What a lot of hassle

ecbThe Troika has once again come out to play. This time, Cyprus has become the latest victim of a political tide sweeping Europe, obsessed with teaching peripheral Europe a lesson in how to “live within its means”.

The Cypriot banking system is in peril. It suffered huge losses on its vast holdings of Greek Government Debt during the restructuring. Furthermore, with its high exposure to Greece’s ailing economy along with a property bubble that is slowly but surely deflating, it is small wonder that Cyprus has survived up until now. Paul Krugman’s recent dubbing of Cyprus’ economy as “The Sum of All FUBAR” (F***ed up beyond all reason/recognition/repair), is a crude yet alarmingly pertinent assessment of matters.
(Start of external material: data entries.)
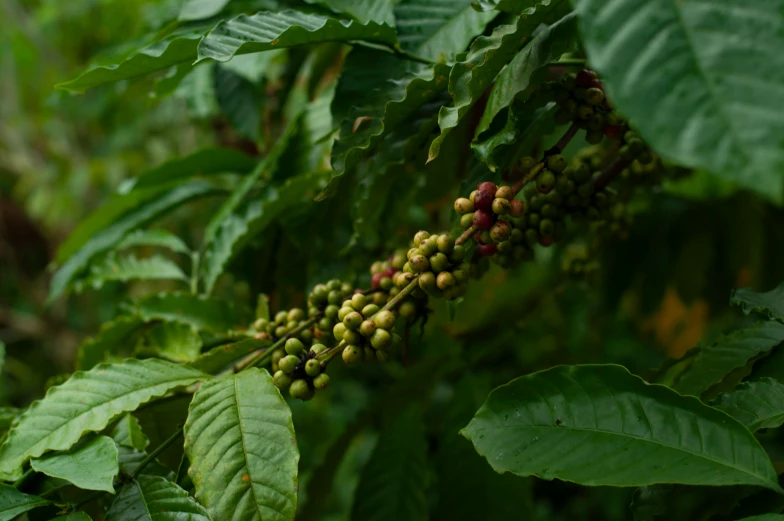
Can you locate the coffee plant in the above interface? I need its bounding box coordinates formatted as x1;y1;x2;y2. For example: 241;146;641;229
0;0;784;521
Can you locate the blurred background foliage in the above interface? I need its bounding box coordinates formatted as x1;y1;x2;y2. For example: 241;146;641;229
0;0;784;520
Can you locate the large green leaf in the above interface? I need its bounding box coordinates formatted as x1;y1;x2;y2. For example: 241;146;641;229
395;0;498;61
30;436;120;494
134;293;253;333
0;358;206;479
0;485;49;521
49;182;216;302
574;0;784;201
730;283;784;322
711;378;784;432
106;476;210;521
428;6;576;161
671;322;784;396
202;172;327;292
194;10;395;62
462;365;780;491
476;7;577;136
185;368;299;521
351;407;428;521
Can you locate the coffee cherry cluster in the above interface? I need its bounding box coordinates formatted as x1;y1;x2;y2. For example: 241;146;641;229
402;231;470;300
272;338;329;400
332;293;400;365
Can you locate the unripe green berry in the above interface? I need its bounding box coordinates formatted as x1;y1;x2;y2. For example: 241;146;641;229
285;338;305;356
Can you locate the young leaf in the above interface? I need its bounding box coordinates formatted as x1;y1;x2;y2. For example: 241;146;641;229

Cyprus needs to raise €5.8bn before Monday in order to secure a €10bn loan from the EU. Otherwise, the European Central Bank’s Emergency Liquidity Assistance, the life-support to the illiquid, but solvent, main Cypriot banks, will be cut off. In this case, Cyprus could not survive within the Euro.

The future of the Eurozone, though fragile, has faced tougher tests in its recent history, and passed. No one could have envisaged Europe stumbling at the small hurdle of bailing out an economy that represents only 0.2% of Eurozone GDP (approximately €17bn).

Economically, the bailout is insignificant in magnitude. The implications of the bailout, however, appear to be the worry, particularly for Germany. Cyprus’ growth strategy was based, in part, on its status as an offshore financial centre. The balance sheets of Cyprus’ banks soared, ballooning to 800% of GDP in 2011, as money piled into this offshore haven. Accusations abound of Russian money laundering. The Cypriot Government denies this, yet something is not quite right. Cyprus is the largest investor in Russia, and in 2011 Cyprus-based businesses invested around €61bn in Russia alone, four times the size of Cypriot GDP.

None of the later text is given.